17. The radiation source as claimed in claim 2, wherein reflector elements (24) extend between the lateral free areas (34, 36) and the LED chips and support the LED chips.

18. The radiation source as claimed in claim 1, wherein radiation absorbers are connected, in particular, to the base body (22) using thermally conductive connections extend between a centrally located LED chip (12) and external LED chips (14, 16, 18, 20), in particular the external LED chips (14, 16, 18, 20), and the printed circuit board (46).

19. The radiation source as claimed in claim 18, wherein the radiation absorbers are simultaneously of heat-insulating design and are composed of ceramic, in particular.

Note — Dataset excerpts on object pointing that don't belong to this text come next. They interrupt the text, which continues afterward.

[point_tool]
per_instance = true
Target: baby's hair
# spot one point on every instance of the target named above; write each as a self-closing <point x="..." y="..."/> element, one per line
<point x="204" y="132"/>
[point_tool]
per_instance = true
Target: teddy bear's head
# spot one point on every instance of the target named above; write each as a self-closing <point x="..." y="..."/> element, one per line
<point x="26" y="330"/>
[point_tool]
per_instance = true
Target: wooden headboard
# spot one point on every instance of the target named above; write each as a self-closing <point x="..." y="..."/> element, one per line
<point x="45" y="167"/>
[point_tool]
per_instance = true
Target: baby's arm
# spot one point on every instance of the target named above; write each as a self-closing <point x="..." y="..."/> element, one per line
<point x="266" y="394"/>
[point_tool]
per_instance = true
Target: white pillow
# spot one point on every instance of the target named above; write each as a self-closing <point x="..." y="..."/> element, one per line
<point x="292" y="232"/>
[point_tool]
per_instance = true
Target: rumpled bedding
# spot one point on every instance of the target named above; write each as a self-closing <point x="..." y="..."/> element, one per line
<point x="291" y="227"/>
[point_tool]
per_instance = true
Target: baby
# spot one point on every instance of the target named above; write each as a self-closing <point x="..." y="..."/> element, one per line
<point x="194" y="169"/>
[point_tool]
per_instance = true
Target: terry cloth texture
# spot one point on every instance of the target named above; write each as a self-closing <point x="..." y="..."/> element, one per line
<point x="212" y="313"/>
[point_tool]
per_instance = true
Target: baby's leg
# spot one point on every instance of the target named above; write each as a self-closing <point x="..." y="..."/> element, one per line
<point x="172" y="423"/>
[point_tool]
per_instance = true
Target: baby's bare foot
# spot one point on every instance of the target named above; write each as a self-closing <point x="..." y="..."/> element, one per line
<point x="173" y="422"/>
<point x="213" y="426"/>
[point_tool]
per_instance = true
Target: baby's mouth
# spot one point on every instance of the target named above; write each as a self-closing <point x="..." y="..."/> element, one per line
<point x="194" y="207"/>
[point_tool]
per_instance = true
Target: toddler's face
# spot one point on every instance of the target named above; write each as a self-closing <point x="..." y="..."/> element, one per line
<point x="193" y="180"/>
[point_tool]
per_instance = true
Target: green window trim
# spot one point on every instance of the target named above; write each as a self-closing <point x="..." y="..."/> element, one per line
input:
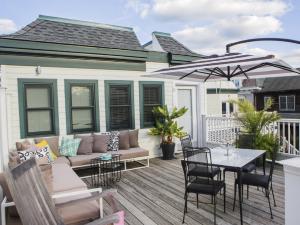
<point x="22" y="106"/>
<point x="107" y="101"/>
<point x="141" y="91"/>
<point x="90" y="83"/>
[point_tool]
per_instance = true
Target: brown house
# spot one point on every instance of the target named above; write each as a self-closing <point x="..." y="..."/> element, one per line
<point x="285" y="92"/>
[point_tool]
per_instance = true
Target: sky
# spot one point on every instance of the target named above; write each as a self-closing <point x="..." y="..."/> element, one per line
<point x="204" y="26"/>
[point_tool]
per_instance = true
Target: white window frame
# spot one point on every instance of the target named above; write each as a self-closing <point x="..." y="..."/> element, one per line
<point x="286" y="96"/>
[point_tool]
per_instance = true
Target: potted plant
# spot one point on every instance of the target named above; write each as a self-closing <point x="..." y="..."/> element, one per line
<point x="167" y="128"/>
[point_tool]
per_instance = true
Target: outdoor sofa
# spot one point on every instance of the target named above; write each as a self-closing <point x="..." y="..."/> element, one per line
<point x="62" y="180"/>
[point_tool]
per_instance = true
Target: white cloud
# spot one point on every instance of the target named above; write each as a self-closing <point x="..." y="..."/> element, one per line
<point x="207" y="9"/>
<point x="213" y="37"/>
<point x="7" y="26"/>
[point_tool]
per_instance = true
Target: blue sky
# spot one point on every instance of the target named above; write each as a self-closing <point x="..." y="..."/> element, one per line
<point x="205" y="26"/>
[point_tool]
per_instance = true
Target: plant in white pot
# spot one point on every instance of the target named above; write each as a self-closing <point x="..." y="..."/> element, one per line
<point x="167" y="128"/>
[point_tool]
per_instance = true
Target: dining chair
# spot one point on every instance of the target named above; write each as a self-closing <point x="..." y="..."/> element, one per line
<point x="196" y="170"/>
<point x="259" y="180"/>
<point x="205" y="184"/>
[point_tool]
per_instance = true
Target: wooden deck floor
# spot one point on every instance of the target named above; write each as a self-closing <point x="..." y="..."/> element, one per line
<point x="154" y="195"/>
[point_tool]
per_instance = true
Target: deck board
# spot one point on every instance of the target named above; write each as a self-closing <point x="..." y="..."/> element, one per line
<point x="154" y="195"/>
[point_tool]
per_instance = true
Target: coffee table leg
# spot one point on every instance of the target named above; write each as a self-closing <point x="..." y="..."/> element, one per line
<point x="240" y="194"/>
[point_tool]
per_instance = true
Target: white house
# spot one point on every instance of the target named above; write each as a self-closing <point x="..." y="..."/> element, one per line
<point x="53" y="61"/>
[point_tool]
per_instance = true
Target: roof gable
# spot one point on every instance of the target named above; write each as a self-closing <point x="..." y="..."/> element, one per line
<point x="74" y="32"/>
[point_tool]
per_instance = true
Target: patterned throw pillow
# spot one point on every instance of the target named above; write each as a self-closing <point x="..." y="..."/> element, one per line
<point x="45" y="151"/>
<point x="69" y="146"/>
<point x="114" y="141"/>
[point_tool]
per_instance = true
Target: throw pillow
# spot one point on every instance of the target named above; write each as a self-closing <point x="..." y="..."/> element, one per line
<point x="134" y="138"/>
<point x="45" y="151"/>
<point x="69" y="146"/>
<point x="124" y="140"/>
<point x="53" y="143"/>
<point x="86" y="144"/>
<point x="114" y="141"/>
<point x="101" y="142"/>
<point x="23" y="145"/>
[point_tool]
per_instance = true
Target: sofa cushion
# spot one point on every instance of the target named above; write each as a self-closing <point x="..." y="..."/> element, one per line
<point x="124" y="140"/>
<point x="61" y="159"/>
<point x="134" y="138"/>
<point x="133" y="153"/>
<point x="65" y="179"/>
<point x="53" y="143"/>
<point x="86" y="144"/>
<point x="80" y="160"/>
<point x="101" y="142"/>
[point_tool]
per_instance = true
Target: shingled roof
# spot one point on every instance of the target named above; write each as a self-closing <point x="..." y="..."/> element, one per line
<point x="75" y="32"/>
<point x="171" y="45"/>
<point x="281" y="84"/>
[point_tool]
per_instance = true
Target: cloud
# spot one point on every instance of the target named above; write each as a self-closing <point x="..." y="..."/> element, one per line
<point x="141" y="8"/>
<point x="187" y="10"/>
<point x="7" y="26"/>
<point x="214" y="36"/>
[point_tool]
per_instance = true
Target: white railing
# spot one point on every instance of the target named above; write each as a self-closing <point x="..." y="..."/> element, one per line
<point x="221" y="130"/>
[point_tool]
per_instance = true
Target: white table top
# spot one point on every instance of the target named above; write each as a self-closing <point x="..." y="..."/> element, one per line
<point x="237" y="158"/>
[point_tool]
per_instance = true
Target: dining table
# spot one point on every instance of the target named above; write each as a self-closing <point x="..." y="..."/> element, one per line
<point x="235" y="158"/>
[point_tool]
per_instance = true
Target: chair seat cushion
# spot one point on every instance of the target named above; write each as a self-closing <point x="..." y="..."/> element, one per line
<point x="204" y="186"/>
<point x="202" y="171"/>
<point x="255" y="179"/>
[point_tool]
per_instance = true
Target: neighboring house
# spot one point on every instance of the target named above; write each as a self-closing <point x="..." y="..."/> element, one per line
<point x="285" y="92"/>
<point x="63" y="76"/>
<point x="219" y="94"/>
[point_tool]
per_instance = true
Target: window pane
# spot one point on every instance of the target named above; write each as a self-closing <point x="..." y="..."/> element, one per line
<point x="37" y="97"/>
<point x="39" y="121"/>
<point x="81" y="96"/>
<point x="82" y="119"/>
<point x="120" y="117"/>
<point x="119" y="95"/>
<point x="152" y="95"/>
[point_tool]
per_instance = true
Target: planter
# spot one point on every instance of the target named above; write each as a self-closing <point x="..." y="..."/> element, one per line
<point x="168" y="151"/>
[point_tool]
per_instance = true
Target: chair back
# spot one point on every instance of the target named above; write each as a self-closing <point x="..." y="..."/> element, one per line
<point x="33" y="202"/>
<point x="245" y="140"/>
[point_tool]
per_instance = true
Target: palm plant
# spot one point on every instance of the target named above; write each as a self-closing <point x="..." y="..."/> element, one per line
<point x="166" y="125"/>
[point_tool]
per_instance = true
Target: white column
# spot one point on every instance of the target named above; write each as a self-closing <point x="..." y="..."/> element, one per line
<point x="3" y="130"/>
<point x="201" y="109"/>
<point x="292" y="187"/>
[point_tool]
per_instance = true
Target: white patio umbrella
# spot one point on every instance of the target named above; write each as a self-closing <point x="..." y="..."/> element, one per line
<point x="228" y="66"/>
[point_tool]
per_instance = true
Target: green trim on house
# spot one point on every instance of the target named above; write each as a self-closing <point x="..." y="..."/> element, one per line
<point x="107" y="100"/>
<point x="22" y="106"/>
<point x="141" y="92"/>
<point x="94" y="84"/>
<point x="70" y="63"/>
<point x="222" y="91"/>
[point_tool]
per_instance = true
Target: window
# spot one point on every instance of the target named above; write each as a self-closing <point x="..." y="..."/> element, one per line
<point x="151" y="95"/>
<point x="119" y="105"/>
<point x="38" y="107"/>
<point x="266" y="99"/>
<point x="81" y="106"/>
<point x="287" y="103"/>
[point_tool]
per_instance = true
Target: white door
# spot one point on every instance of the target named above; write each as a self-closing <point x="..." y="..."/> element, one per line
<point x="186" y="97"/>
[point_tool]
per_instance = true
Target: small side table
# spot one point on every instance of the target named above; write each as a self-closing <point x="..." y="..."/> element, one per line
<point x="106" y="172"/>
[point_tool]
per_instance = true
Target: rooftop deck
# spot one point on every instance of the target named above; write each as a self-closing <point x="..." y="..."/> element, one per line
<point x="154" y="195"/>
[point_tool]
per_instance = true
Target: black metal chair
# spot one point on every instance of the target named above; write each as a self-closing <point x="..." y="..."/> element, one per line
<point x="196" y="170"/>
<point x="259" y="180"/>
<point x="244" y="140"/>
<point x="202" y="184"/>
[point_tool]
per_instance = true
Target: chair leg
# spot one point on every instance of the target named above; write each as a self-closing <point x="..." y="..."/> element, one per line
<point x="224" y="196"/>
<point x="268" y="197"/>
<point x="185" y="206"/>
<point x="273" y="195"/>
<point x="234" y="198"/>
<point x="247" y="191"/>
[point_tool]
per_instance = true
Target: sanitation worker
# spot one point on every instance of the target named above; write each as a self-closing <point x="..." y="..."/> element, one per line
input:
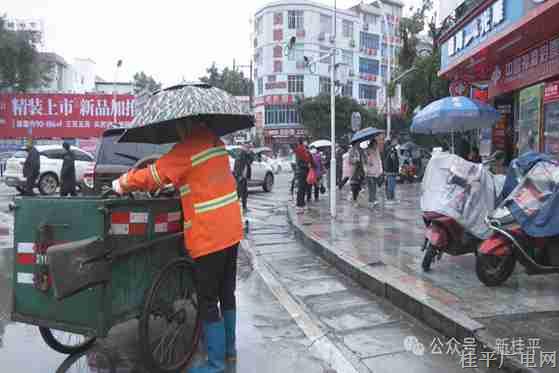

20. The radiation source as claimed in claim 18 wherein the radiation absorbers extend at least over the width of the LED chips (14, 16, 18, 20) and, in particular, have a greater height than the LED chips (14, 16, 18, 20), preferably approximately 1.5 to 5 times the height, and particularly preferably approximately twice the height, of the LED chips (14, 16, 18, 20).

21. The radiation source as claimed in claim 1, wherein a cover lens (40) is arranged in the beam path downstream of the LED chips and a spacer (42) for said lens is of essentially tubular or annular design, and wherein the spacer (42) is at least partially supported on the printed circuit board (46) and/or the base body (22).

22. The radiation source as claimed in claim 21, wherein at least one conductor track of the printed circuit board (46) runs through under a spacer (42) and, in particular, runs from outside the spacer (42) to inside the spacer.

23. The radiation source as claimed in claim 20 wherein a closed space (82) which has a transparent or translucent, liquid or gelatinous substance, in particular silicone gel or a potting compound, extends between the LED chips, the spacer (42) and the cover lens (40).

24. The radiation source as claimed in claim 23, wherein the substance has phosphorus particles.

25. The radiation source as claimed in claim 21, wherein a converging lens (52) whose diameter is, in particular, larger than the diameter of a cover lens (40) is arranged in the beam path downstream of the cover lens (40).

26. The radiation source as claimed in claim 21, wherein a reflector (50) is arranged at a distance from the LED chips in front of the latter, that is to say downstream of the latter in the beam path, and/or is also arranged, in particular, downstream of a cover lens (40) in the beam path.

27. The radiation source as claimed in claim 26, wherein a light guide is arranged in the beam path downstream of the reflector (50).

28. The radiation source as claimed in claim 1, wherein series resistors (84) which can be adjusted, in particular, and are freely accessible for adjustment are arranged on the printed circuit board (46) outside the spacer (42).

29. The radiation source as claimed in claim 1, wherein the first LED chip (12) and the further LED chips (14, 16, 18, 20) emit light at different wavelengths, in particular at 400 to 430 nm, on the one hand, and at 450 to 480 nm, on the other hand.

30. The radiation source as claimed in claim 1, wherein the first chip (12) and the further chips (14, 16, 18, 20) can be switched on and off at the same time or at different times.

31. The radiation source as claimed in claim 1, wherein the first LED chip (12) emits light at 400 to 430 nm and the further LED chips (14, 16, 18, 20) emit light at 450 to 480 nm.

32. The light curing device as claimed in claim 1 wherein the light curing device has a housing (54) on which the converging lens (52) is supported.